Until I’m discharged, I won’t stop worrying about my little girl and…Anton.

Please, please, please let him be okay.

On top of these worries, Callum got permission to come in and fill me in.

Mike confessed immediately, in the patrol car, on the way to the station. He confessed to a trail of horror stretching farther than anyone in Echo Valley could ever imagine.

Hearing it didn’t surprise me so much as settle something cold inside me. My instincts were right. My work mattered. But God, I wish being right didn’t come with so much weight.

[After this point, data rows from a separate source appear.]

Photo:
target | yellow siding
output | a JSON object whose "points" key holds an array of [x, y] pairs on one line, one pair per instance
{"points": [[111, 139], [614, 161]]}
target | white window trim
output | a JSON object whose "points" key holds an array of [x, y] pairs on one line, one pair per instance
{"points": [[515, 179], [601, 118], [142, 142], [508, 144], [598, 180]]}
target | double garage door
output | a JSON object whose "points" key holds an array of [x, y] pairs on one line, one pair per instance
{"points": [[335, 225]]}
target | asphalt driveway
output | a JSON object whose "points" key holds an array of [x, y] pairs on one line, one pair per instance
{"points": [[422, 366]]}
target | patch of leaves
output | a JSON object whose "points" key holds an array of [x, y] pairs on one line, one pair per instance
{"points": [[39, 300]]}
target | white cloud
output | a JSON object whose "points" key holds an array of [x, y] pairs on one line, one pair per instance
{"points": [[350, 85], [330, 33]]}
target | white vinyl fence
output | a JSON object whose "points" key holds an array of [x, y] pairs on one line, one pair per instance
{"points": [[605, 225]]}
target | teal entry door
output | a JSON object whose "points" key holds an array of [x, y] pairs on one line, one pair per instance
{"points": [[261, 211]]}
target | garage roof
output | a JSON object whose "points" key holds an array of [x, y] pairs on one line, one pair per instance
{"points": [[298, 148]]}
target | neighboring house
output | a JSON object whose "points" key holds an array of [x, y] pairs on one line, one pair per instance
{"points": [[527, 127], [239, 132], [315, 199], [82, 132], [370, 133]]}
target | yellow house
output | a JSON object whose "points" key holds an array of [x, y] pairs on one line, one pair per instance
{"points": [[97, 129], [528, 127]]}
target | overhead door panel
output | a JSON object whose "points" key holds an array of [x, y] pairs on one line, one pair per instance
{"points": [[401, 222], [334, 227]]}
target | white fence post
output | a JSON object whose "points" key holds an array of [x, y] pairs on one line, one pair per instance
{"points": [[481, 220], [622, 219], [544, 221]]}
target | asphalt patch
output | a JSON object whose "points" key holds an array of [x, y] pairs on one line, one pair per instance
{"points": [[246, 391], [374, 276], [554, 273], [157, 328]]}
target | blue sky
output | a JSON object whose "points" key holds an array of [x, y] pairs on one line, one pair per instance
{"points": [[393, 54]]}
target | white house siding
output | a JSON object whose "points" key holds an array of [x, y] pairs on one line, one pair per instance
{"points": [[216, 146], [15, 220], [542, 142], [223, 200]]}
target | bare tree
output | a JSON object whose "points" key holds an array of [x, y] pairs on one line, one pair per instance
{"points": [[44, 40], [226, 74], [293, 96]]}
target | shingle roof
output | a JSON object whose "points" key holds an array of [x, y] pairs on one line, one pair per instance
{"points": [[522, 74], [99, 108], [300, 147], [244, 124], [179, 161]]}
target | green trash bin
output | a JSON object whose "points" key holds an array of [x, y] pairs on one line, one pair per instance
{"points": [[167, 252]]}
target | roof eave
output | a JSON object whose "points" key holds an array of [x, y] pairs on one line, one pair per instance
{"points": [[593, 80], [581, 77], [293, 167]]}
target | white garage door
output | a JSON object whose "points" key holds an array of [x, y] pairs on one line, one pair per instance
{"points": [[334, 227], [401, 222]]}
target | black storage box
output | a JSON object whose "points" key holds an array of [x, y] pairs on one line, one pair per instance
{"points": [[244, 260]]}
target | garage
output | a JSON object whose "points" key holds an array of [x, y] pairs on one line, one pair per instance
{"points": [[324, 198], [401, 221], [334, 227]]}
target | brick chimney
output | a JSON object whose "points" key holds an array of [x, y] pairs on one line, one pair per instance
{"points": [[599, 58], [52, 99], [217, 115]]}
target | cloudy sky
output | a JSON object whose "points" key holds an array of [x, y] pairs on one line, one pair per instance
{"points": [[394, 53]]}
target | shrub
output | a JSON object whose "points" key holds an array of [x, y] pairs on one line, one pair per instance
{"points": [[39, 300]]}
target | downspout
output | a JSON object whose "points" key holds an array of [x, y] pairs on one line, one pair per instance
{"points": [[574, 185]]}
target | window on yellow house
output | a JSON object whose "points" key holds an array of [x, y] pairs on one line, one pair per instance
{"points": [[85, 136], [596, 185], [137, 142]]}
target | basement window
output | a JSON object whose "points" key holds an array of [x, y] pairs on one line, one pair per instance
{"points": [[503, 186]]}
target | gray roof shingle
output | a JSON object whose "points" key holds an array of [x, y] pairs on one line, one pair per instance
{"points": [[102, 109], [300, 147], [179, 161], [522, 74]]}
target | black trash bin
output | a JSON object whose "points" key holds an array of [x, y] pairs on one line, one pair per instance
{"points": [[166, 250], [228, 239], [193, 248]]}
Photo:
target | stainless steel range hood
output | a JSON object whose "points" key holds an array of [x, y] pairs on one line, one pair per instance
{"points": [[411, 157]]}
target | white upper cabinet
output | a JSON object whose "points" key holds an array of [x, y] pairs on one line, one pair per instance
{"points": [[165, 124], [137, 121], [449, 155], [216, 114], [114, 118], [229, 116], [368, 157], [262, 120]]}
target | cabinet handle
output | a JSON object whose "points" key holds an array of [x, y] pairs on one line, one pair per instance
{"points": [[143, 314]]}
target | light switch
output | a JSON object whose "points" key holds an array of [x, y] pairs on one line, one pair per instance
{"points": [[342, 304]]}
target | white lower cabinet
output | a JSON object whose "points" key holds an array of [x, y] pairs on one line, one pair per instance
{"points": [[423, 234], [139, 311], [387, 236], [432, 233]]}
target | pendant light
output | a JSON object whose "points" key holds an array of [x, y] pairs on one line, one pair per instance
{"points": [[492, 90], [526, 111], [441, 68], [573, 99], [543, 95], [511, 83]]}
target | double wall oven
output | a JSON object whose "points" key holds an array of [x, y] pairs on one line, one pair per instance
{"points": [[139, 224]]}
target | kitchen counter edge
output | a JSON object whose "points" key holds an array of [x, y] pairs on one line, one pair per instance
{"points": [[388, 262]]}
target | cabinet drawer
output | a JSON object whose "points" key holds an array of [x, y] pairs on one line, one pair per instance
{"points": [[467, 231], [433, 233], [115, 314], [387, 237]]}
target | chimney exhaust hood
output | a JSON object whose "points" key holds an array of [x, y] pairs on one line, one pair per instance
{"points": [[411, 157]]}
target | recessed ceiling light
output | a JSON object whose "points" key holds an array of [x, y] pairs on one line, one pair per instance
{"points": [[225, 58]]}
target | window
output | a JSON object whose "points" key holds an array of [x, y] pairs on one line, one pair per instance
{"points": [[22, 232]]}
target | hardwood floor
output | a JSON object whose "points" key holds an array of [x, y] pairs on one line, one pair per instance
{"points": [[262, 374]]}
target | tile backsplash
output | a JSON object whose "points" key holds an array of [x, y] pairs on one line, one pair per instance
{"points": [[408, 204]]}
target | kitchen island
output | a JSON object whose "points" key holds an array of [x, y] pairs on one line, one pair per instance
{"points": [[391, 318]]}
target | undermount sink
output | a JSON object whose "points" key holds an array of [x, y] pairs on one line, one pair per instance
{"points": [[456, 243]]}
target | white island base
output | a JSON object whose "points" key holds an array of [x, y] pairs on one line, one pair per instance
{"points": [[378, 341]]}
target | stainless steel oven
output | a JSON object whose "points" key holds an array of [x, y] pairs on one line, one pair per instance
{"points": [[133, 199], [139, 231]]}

But one thing keeps making me think I’ve been blessed. For some reason, Mike called Anton to tip him off. Or did he?

Could it have been Ingram instead?

I asked Callum to hold him and allow me to question him so long as I’m released before three. When I said I wanted to question him, I felt it was my duty as the lead officer and wanted to confront Ingram once and for all. But now, all I want is Anton. And home.

More than even answers.

Lara sits beside me, fingers woven through mine. Her hand is warm, so different from the cold prickle still lingering in my bloodstream.

“Your breathing just shifted,” she says. “You okay?”

No. Yes. Maybe.

I squeeze her hand.

“The cliff keeps replaying.” I keep it simple.

“It probably will for a long time,” she says, empathetically. My best friend knows about trauma. She knows about bad dreams. And she’s a realist. What I love about her is she’s never been one to hide from the truth, nor damn it.

She lives in a rooted way that almost makes me comfortablesaying more. But for now, I only want two things. For my baby to be well enough to get out of here, and to see Anton.

I look toward the door again. The hallway outside is quiet except for footsteps now and then, rolling carts, and the distant rustle of someone drawing a curtain. A strip of fluorescent light spills across the floor tiles, blinking slightly with every shift of movement out there.

I have to trust that I’d know if something serious was wrong. But I’ve seen too many assassination documentaries. I know someone can be stable and then…not.

A soft knock sounds on the door frame, and for a split second, my heart slams so hard, I’m sure the monitor picks it up. But it isn’t Anton. It’s the nurse coming back in with a chart tucked against her side.

“Doctor said twenty more minutes on the monitor,” she says gently, checking the placement of the sensors. “Baby looks good. Consistent. No decelerations. You two are strong.”

It should settle me, but it doesn’t—not fully. Because even with a strong heartbeat filling the room like a lullaby, my mind keeps circling that missing piece.

Justin.

Why did he do what he did? Cover for a killer? Even if it was his brother. Would I? And did he know about all these women? Help cover things even in Nevada? What did he think of me all this time? Was he worried I’d crack it, and he figured he’d send his brother in again?

I still don’t understand the part he played or why he was willing to turn himself in when he had a ticket to Mexico in hand. Mike told me at the cliff’s edge that the police would be chasing a dead man. He’d planned on ending his life there at the quarry.

He thought that would save his brother. But with so much of his logic being that of a psychopath, it’s hard to use Mike’s logic to trace Ingram’s.

The thoughts lead me back to the cliff, and I rub the cuts on the front of my wrists.

Lara notices instantly. “Hey.” She shifts closer, rubbing slow circles on my arm. “Breathe.”